My wife and I have just returned from a visit to the places of John of the Cross in northernSpain. It was a wonderful trip that gave us chance to appreciate John a little more. It was particularly encouraging to see many lay people for whom John is a significant challenge in their spiritual lives.
John insists that we are people transformed by faith, and the most immediate consequence of faith is our conviction that there is more in life than meets the eye; there is a world that is not immediately apparent. Our experience of faith teaches us that there are two horizons to life, and they are intimately linked. We discover in ourselves a zone that naturally yearns for transcendent reality, and we live at this level of mystery, where we are enthralled by enduring truths. Everything we think and do is transformed by this awareness of a relationship between our everyday life and a realm of life that gives meaning to this one. John speaks about this true life. “I no longer live within myself and I cannot live without God, for having neither him nor myself what will life be? It will be a thousand deaths, longing for my true life and dying because I do not die” (Stanzas of the soul that suffers with longing to see God, v. 1). Again, here, life is judged and given a new meaning by a horizon of life beyond this one.
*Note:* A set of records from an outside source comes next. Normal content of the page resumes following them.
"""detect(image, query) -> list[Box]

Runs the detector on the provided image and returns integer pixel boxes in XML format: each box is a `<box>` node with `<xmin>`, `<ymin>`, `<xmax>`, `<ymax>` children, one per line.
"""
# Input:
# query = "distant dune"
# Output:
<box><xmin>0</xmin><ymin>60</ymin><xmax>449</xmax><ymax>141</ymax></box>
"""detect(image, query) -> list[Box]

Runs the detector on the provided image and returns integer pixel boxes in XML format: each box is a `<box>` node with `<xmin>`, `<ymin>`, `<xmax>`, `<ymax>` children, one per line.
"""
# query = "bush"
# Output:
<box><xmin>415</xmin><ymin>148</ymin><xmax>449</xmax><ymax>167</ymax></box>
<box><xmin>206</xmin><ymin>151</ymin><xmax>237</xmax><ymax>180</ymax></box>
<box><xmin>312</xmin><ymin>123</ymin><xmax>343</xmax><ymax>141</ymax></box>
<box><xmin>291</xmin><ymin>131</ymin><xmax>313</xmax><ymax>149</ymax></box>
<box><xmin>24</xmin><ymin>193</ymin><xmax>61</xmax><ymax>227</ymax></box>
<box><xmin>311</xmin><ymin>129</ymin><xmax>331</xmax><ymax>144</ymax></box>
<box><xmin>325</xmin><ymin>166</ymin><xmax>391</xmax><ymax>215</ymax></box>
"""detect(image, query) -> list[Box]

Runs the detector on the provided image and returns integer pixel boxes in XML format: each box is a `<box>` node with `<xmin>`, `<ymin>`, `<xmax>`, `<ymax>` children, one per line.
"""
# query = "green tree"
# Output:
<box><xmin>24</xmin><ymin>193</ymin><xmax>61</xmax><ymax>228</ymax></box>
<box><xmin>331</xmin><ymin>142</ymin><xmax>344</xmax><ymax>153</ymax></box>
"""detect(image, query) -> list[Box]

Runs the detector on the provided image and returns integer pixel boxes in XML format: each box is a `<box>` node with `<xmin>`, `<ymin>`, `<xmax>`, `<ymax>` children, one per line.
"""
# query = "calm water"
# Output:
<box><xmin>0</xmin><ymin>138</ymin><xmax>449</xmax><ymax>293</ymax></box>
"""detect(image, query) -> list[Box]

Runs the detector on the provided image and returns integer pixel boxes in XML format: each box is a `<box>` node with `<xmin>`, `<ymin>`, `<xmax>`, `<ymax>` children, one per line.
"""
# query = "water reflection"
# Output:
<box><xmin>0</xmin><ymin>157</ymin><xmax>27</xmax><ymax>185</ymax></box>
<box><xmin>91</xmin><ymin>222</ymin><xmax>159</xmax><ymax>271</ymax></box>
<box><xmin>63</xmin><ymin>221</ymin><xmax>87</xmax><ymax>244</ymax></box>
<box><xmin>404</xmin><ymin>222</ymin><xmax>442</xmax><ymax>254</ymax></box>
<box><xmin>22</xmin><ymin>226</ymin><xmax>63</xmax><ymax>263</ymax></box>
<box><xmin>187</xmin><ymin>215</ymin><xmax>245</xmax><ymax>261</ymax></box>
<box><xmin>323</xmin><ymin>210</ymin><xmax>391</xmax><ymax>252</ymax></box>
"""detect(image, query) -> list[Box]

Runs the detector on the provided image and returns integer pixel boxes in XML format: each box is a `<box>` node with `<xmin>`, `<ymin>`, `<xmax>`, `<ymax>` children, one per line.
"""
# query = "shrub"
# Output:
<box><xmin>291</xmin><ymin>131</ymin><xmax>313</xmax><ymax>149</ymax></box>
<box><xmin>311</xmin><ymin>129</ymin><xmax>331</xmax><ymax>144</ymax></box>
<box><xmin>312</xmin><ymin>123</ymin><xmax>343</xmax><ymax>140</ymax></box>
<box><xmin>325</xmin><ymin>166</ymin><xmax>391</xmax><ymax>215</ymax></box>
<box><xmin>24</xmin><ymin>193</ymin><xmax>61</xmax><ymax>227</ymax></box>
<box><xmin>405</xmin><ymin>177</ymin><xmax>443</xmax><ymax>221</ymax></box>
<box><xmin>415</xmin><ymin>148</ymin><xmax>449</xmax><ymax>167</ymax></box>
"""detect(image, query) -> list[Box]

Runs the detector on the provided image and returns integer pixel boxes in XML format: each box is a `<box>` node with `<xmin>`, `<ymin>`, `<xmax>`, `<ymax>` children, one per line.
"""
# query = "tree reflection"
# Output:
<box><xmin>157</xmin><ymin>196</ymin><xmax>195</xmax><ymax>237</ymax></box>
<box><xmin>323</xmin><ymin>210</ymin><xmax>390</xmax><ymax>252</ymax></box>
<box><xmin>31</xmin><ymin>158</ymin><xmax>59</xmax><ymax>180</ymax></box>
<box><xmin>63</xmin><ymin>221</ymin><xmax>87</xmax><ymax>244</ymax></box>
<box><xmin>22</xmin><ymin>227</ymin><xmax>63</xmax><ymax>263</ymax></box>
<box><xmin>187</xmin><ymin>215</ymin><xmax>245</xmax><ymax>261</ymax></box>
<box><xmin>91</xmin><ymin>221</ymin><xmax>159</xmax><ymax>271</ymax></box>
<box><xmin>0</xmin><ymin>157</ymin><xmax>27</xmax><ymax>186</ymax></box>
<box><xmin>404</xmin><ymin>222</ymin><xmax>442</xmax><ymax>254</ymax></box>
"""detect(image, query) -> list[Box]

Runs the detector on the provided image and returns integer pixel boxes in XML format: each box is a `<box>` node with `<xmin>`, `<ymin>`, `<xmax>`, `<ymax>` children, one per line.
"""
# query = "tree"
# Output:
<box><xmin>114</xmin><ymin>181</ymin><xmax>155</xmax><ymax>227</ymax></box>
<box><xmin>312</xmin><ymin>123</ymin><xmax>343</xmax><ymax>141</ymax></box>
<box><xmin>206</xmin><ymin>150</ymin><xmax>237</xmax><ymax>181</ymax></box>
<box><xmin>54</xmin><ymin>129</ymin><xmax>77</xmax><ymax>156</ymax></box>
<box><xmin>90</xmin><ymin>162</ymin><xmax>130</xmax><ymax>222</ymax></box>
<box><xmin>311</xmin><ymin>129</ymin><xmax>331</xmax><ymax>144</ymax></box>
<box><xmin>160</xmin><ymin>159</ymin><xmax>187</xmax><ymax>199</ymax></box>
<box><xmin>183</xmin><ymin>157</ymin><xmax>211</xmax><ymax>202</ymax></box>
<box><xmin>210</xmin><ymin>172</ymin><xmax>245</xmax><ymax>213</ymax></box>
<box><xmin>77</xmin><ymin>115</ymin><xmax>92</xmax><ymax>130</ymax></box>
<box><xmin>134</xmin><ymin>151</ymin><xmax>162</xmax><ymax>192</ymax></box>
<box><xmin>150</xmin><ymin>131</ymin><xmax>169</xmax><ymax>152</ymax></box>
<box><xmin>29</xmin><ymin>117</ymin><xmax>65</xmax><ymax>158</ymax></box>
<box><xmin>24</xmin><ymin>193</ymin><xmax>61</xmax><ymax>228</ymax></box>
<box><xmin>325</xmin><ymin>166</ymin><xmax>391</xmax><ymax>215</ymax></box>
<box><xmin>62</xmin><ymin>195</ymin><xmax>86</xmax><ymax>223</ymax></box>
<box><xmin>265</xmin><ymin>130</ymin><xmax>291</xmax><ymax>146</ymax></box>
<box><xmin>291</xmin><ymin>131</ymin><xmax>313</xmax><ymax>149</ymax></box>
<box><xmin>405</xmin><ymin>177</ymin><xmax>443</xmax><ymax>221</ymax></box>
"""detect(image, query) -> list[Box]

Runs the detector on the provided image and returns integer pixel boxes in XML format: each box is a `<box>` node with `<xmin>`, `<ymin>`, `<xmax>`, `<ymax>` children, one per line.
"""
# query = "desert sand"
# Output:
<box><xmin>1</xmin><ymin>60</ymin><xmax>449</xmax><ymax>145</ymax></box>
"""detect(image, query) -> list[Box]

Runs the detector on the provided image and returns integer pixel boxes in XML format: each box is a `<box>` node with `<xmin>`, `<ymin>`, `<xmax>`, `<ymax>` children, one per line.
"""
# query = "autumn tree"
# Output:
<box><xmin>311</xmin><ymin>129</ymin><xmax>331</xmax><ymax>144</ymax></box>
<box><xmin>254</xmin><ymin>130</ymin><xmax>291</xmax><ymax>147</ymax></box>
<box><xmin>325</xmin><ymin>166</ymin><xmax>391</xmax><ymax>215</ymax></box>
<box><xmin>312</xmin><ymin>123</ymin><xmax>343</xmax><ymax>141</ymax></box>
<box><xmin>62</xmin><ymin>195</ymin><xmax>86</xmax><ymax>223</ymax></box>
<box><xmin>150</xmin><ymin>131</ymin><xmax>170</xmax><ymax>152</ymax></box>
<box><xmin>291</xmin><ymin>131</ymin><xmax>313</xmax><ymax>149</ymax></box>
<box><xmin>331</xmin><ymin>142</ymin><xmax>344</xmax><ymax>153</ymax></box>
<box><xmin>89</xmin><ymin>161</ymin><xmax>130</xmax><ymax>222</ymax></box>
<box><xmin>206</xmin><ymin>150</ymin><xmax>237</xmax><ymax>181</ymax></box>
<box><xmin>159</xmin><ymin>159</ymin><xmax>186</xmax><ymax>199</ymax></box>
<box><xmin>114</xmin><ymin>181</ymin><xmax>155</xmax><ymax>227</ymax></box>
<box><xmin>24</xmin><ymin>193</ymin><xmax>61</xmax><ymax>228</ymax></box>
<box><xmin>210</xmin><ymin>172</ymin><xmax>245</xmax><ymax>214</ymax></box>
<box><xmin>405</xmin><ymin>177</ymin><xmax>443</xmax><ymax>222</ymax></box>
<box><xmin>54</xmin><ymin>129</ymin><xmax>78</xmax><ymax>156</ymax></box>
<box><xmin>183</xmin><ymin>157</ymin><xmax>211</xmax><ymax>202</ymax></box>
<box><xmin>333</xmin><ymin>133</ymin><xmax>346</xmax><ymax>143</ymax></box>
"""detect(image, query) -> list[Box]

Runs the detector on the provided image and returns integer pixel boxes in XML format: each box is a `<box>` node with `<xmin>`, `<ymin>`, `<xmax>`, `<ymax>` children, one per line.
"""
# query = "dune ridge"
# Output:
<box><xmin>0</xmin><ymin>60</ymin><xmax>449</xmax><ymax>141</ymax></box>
Through the dark nights that John describes we are longing to find our true lives, and John teaches us that as people of faith we should naturally identify with the transcendent. John gives the impression of being someone totally dedicated to all that he is doing here in this world while at the same time being elsewhere, enjoying life on another horizon. This requires a spirit of reflection and a hunger for silence. When we emerge from tranformative silence we have an ability to view the world through a different lens that can change everything for us. Deep within each of us there is a yearning for union with God. John insists that this process of discovering the potential for growth that lies within us includes distancing ourselves from the accumulation of religious devotions and entering with simplicity into our own hearts. We seek the richness of life not by adding on more religious practices but by touching ultimate goodness and love that lie within us. Appreciating God’s gift of love (see “Romances”) and encountering the everlasting call of God in our own hearts, we then see that our faith experience guides the course of life. We need to pay attention to the connections between our own yearnings for fulfillment and the call of another realm of life. As we journey through life we catch a glimpse of a horizon of life beyond this one. This is one of the foundational experiences of our spirituality. The world in which we live only has meaning because of a realm of life of which we catch sight from time to time. We are not journeying in the unknown, even when we journey through the dark nights, for we can still feel a certain companionship of our God who draws us to divine life (II DN 11, 7).